You can get a head start on this by reading our used car reviews section, along with our new car reviews if the car is still in production. And don't forget to check out our page on researching a new car purchase - much of the advice also applies to buying a used car.
Once you've got a shortlist together, start looking at what's available. It may be that the perfect Ford Fiesta is available this week, but in two weeks' time the ideal Volkswagen Polo will be on the market. So what you end up buying will be dictated by what's on the market at the time.
You also need to think about the following:
- The older the car, and higher the mileage, the more maintenance it’ll need. Parts wear out, so don’t expect the car to just keep working without regular servicing.
- Which makes more sense; petrol or diesel? For guidance on this, check out our separate page on the subject.
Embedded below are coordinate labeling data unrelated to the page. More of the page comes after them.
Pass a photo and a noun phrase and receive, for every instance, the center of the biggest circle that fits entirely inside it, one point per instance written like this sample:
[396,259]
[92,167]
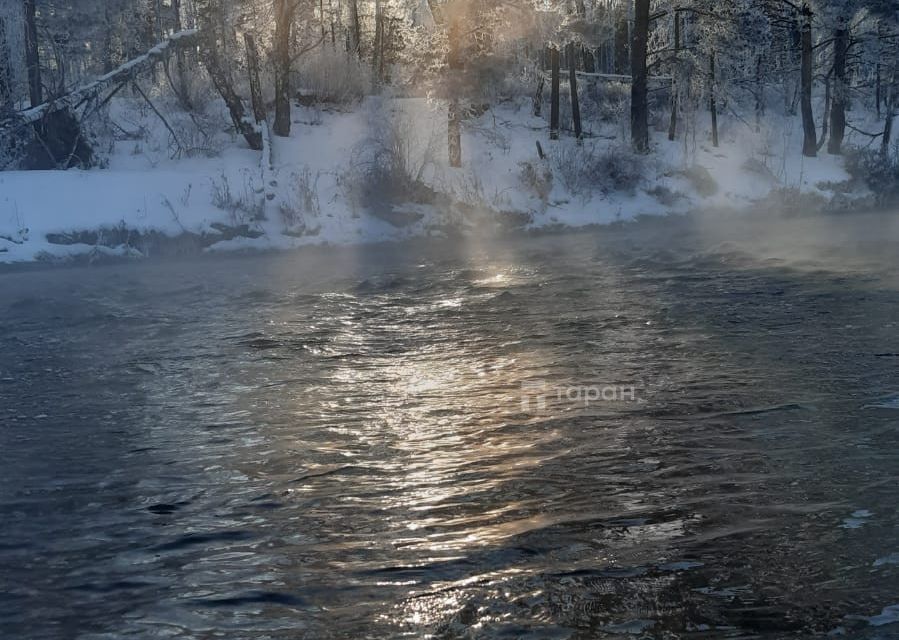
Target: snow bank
[312,180]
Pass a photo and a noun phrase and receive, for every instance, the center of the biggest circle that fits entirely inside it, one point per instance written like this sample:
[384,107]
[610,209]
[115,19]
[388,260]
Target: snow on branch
[125,73]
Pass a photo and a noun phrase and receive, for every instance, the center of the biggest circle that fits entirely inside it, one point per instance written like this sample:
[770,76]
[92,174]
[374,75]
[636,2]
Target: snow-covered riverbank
[378,173]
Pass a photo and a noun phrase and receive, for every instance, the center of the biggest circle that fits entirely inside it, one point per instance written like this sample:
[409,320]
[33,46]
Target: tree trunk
[255,85]
[810,137]
[622,57]
[283,25]
[6,77]
[840,91]
[672,125]
[454,111]
[454,134]
[891,114]
[32,55]
[877,90]
[554,94]
[575,103]
[357,27]
[639,75]
[378,45]
[713,99]
[759,93]
[220,77]
[180,61]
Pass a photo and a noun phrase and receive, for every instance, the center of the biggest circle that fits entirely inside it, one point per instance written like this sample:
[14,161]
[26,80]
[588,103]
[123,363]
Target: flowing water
[668,430]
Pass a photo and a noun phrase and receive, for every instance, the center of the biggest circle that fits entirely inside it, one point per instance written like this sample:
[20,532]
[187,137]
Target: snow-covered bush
[586,169]
[333,76]
[301,202]
[389,166]
[536,178]
[243,206]
[878,171]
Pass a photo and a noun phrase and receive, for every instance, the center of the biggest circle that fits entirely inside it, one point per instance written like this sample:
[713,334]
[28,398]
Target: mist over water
[336,443]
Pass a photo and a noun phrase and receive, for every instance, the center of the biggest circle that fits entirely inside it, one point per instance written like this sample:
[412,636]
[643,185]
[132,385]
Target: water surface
[335,443]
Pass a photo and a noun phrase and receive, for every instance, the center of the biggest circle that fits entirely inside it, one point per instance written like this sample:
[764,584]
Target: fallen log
[121,75]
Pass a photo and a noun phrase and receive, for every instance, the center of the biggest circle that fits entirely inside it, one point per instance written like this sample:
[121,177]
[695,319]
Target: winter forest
[449,319]
[423,115]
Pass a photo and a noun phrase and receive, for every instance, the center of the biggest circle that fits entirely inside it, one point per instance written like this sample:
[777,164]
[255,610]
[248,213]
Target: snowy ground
[325,179]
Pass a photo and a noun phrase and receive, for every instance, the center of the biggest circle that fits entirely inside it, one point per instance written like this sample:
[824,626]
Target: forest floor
[378,172]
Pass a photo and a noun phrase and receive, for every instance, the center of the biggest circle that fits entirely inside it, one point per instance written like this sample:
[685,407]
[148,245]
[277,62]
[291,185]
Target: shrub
[302,201]
[389,166]
[879,172]
[243,206]
[584,169]
[334,76]
[536,178]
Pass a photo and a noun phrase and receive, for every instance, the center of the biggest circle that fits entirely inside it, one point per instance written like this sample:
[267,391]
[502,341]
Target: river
[674,429]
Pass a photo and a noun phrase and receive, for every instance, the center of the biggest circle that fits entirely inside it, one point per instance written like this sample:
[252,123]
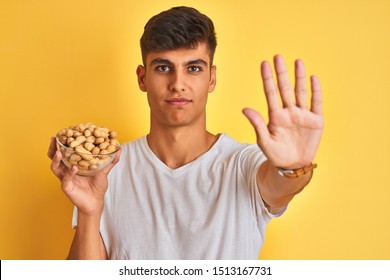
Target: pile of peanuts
[89,145]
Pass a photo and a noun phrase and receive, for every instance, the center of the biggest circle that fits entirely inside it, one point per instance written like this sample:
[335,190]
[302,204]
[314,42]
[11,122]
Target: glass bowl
[87,162]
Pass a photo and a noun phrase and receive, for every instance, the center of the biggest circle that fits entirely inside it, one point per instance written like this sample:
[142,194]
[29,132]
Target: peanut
[79,140]
[88,145]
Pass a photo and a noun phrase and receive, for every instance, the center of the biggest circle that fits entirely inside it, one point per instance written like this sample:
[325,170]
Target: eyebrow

- Establish what the insurance costs will be. The only way to do this is to get a quote on the car you're thinking of buying; it's no good trying to guess, based on the car's value and your postcode.
- Also research the likely servicing costs; most cars have a fixed servicing schedule, and fixed-price servicing has become the norm, which should enable you to work out what you're likely to pay in maintenance costs.
- Do you want an automatic or manual gearbox? Self-shifting gears can be a real bonus with today’s traffic levels, but cars with an automatic gearbox use more fuel, and the majority of used small cars come with a manual gearbox.
- Don’t be put off by an ex-company car, even if it has a high mileage. Not only should it have been cared for mechanically (you can check the bodywork and interior easily enough) but most of the miles it will have been running hot. There’s nothing worse than a low-mileage car which has been run almost exclusively cold – it’s a surefire way of wrecking an engine.